4. Adjudication Method for the Test Set
This is not applicable for a physical medical device. Adjudication methods like 2+1 or 3+1 are typically used in clinical studies where human interpretation (e.g., of medical images) needs consensus. For device performance, the results are objectively measured against established standards.
5. If a Multi-Reader Multi-Case (MRMC) Comparative Effectiveness Study was done, If so, what was the effect size of how much human readers improve with AI vs without AI assistance
This is not applicable. An MRMC study is relevant for AI-powered diagnostic tools where human readers (e.g., radiologists) use the AI to improve their performance. The Vented Single Vial Access Device is a physical, non-AI medical device.

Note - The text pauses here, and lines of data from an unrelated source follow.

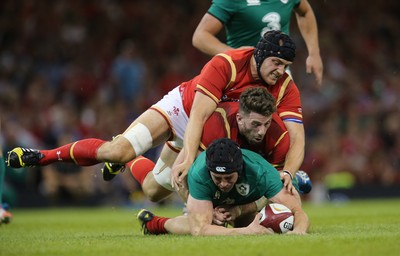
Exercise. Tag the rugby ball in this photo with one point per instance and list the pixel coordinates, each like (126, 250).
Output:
(277, 217)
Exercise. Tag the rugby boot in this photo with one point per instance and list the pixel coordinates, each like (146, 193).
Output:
(304, 182)
(145, 216)
(110, 170)
(23, 157)
(5, 216)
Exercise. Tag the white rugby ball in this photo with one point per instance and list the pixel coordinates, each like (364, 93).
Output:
(277, 217)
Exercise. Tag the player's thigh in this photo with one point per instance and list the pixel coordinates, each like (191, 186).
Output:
(147, 131)
(151, 123)
(157, 184)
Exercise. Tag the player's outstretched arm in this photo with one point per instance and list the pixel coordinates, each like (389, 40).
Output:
(293, 202)
(202, 108)
(204, 37)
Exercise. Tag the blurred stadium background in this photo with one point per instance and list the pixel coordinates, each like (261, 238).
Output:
(64, 66)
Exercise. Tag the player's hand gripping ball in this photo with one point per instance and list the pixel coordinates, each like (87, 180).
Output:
(277, 217)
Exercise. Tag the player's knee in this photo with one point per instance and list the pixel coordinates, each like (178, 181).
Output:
(116, 151)
(154, 191)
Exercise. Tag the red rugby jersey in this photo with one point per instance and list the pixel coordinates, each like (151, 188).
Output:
(228, 74)
(222, 123)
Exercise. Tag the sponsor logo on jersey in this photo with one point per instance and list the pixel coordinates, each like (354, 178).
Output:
(220, 169)
(253, 2)
(243, 189)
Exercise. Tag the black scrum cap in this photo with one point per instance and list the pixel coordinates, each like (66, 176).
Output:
(224, 156)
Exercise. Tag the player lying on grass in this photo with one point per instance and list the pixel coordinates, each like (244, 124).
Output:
(223, 78)
(224, 183)
(252, 123)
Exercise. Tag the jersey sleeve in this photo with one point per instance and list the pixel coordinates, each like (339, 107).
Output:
(289, 104)
(278, 138)
(199, 179)
(216, 127)
(216, 76)
(271, 181)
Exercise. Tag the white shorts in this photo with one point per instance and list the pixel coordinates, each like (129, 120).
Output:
(170, 106)
(162, 171)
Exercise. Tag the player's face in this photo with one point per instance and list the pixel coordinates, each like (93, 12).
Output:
(253, 126)
(273, 68)
(224, 182)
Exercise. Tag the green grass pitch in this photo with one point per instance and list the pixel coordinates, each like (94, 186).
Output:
(365, 227)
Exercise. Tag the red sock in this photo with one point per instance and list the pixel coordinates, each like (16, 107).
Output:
(140, 167)
(81, 152)
(156, 225)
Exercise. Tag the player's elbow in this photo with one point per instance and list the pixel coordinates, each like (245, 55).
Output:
(197, 40)
(196, 231)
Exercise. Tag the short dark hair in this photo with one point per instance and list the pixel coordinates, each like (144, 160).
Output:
(258, 100)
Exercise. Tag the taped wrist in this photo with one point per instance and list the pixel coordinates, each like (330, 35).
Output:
(288, 173)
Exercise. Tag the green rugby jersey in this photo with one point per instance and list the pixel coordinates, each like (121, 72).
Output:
(246, 21)
(259, 178)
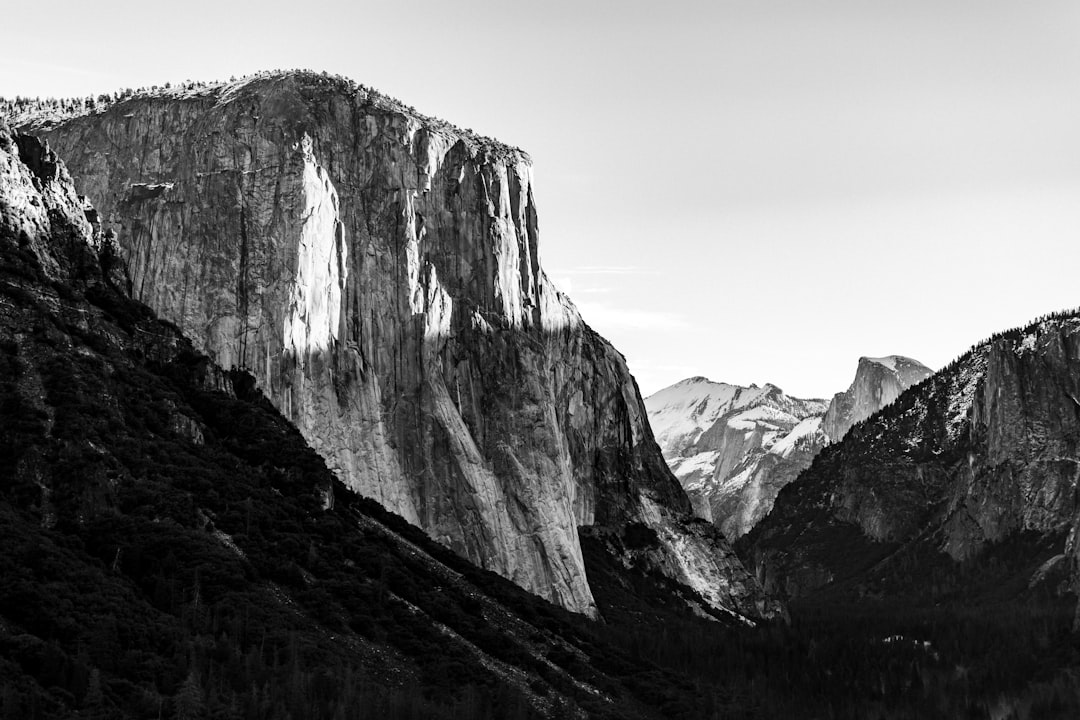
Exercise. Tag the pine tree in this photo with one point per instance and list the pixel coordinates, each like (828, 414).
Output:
(188, 702)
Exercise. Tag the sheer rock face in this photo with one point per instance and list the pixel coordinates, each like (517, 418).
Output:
(378, 272)
(732, 448)
(878, 382)
(987, 448)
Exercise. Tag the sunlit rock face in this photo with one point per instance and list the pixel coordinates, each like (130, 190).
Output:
(378, 272)
(878, 382)
(733, 448)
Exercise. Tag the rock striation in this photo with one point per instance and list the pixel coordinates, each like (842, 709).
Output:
(981, 453)
(733, 448)
(378, 273)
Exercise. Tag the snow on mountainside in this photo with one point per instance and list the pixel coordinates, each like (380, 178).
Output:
(733, 448)
(878, 382)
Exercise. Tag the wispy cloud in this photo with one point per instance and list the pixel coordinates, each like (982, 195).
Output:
(607, 317)
(607, 270)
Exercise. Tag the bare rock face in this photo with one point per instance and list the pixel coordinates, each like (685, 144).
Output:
(732, 448)
(378, 272)
(984, 452)
(878, 382)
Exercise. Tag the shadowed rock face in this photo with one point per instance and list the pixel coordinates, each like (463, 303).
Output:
(733, 448)
(981, 451)
(378, 272)
(878, 382)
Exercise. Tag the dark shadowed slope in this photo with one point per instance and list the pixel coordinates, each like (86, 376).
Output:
(379, 274)
(172, 547)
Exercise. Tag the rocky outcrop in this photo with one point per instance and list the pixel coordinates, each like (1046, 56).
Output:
(985, 451)
(878, 382)
(732, 448)
(378, 272)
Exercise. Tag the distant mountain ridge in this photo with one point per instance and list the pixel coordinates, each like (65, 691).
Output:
(982, 454)
(733, 448)
(730, 446)
(878, 382)
(378, 272)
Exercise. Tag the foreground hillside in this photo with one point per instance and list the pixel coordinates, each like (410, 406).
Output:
(174, 548)
(734, 448)
(378, 272)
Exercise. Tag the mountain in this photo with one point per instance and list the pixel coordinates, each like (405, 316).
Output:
(174, 548)
(976, 464)
(878, 382)
(377, 272)
(733, 448)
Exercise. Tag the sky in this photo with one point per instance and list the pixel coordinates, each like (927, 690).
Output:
(750, 190)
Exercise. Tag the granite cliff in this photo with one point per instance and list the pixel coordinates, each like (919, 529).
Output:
(167, 549)
(377, 271)
(878, 382)
(982, 458)
(733, 448)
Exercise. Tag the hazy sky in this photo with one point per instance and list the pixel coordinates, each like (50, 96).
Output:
(752, 190)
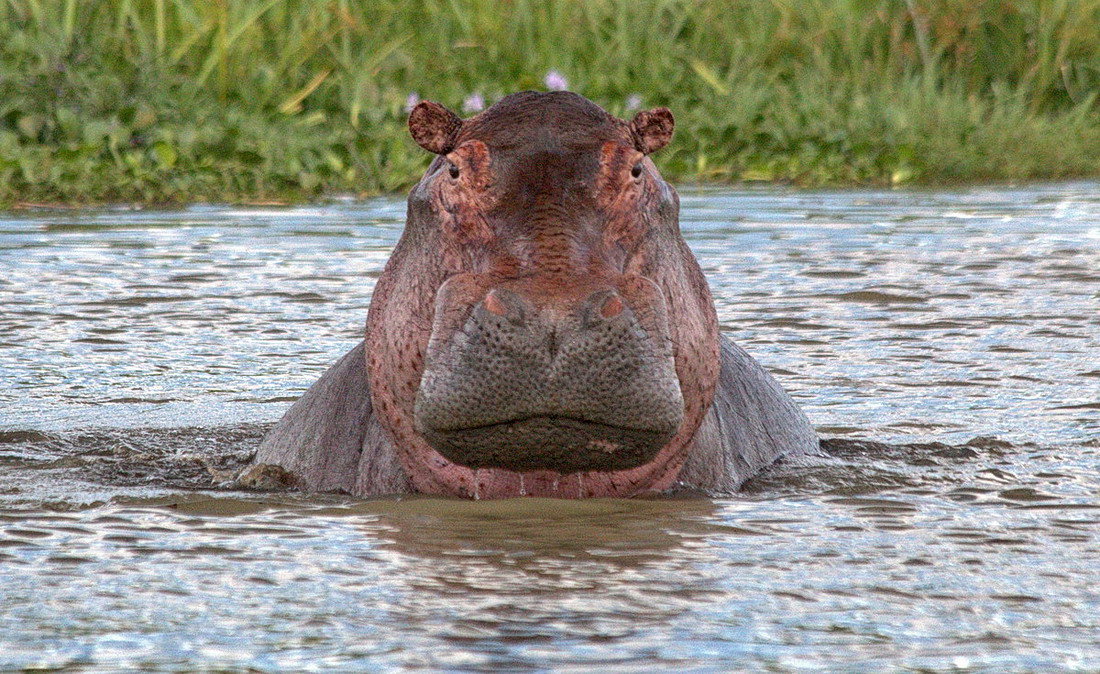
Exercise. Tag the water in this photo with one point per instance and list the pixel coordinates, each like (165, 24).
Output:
(946, 342)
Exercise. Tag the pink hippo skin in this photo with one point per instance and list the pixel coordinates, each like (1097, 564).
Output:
(541, 329)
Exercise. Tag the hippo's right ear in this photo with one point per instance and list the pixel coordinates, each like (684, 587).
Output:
(652, 129)
(433, 126)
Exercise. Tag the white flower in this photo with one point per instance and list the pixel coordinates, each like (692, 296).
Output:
(474, 102)
(556, 81)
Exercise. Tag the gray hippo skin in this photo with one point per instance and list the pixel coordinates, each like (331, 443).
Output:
(541, 329)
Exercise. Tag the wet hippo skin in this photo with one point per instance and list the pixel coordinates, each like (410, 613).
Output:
(541, 329)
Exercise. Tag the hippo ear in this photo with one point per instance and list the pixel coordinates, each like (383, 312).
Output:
(651, 129)
(433, 126)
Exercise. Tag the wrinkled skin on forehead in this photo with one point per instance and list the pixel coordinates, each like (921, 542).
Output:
(541, 225)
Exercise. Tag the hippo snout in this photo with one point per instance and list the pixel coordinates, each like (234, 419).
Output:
(569, 384)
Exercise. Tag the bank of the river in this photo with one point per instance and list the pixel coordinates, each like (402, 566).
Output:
(157, 100)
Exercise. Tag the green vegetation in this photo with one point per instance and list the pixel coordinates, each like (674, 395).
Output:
(178, 100)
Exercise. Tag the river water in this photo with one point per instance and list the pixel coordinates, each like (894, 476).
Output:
(945, 343)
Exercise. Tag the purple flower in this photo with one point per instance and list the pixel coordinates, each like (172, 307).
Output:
(474, 102)
(556, 81)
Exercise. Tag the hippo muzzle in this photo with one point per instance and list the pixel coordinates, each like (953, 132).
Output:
(571, 382)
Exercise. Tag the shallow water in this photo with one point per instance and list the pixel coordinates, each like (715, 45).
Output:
(946, 342)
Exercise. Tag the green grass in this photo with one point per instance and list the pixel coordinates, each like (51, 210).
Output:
(182, 100)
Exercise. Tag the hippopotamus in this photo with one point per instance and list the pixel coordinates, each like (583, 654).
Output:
(540, 329)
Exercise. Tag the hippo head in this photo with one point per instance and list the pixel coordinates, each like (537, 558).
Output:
(541, 328)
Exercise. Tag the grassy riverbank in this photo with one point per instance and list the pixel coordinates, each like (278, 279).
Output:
(179, 100)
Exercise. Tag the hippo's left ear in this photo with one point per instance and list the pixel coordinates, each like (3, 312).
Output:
(433, 126)
(652, 129)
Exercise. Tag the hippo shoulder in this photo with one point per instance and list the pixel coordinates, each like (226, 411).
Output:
(751, 423)
(330, 440)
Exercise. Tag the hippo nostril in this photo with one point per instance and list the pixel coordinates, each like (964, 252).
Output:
(505, 304)
(602, 307)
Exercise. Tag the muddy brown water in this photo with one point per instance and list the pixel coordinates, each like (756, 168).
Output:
(945, 342)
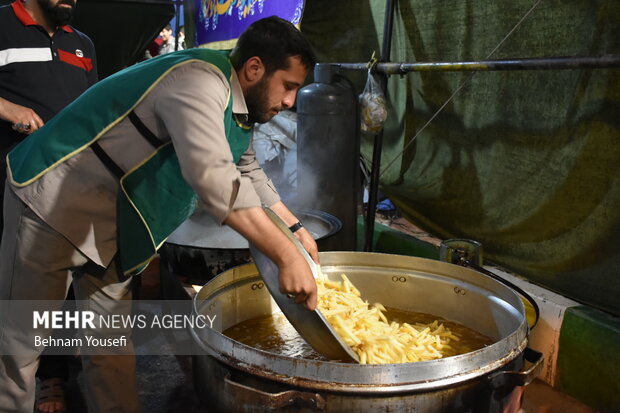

6. If a Standalone (i.e., algorithm only without human-in-the loop performance) was done
This is not applicable. This question refers to the performance of an AI algorithm in isolation. The Vented Single Vial Access Device is a physical device.
7. The Type of Ground Truth Used
The "ground truth" for the performance tests conducted on the Vented Single Vial Access Device is primarily based on:
- Established industry standards: Such as ISO 594-2 for luer connections and ISO 10993 series for biocompatibility.
- Performance characteristics of legally marketed predicate devices: The new device's performance is compared to that of existing, cleared predicate devices (Yukon Medical's ViaLok™ Non-vented and Medimop Medical Projects' Vented Vial Adapter Transfer Device). The implicit ground truth is that the predicate devices are safe and effective.
- Engineering specifications and design requirements: While not explicitly detailed in the summary, underlying the tests are specific engineering targets for flow rates, leak resistance, etc., which define acceptable performance.
8. The Sample Size for the Training Set
This is not applicable. A "training set" refers to data used to train an AI algorithm. The Vented Single Vial Access Device is a physical medical device and does not involve AI.
9. How the Ground Truth for the Training Set was Established
This is not applicable for the reasons stated in point 8.
§ 880.5440 Intravascular administration set.
(a)
Identification. An intravascular administration set is a device used to administer fluids from a container to a patient's vascular system through a needle or catheter inserted into a vein. The device may include the needle or catheter, tubing, a flow regulator, a drip chamber, an infusion line filter, an I.V. set stopcock, fluid delivery tubing, connectors between parts of the set, a side tube with a cap to serve as an injection site, and a hollow spike to penetrate and connect the tubing to an I.V. bag or other infusion fluid container.(b)
Classification. Class II (special controls). The special control for pharmacy compounding systems within this classification is the FDA guidance document entitled “Class II Special Controls Guidance Document: Pharmacy Compounding Systems; Final Guidance for Industry and FDA Reviewers.” Pharmacy compounding systems classified within the intravascular administration set are exempt from the premarket notification procedures in subpart E of this part and subject to the limitations in § 880.9.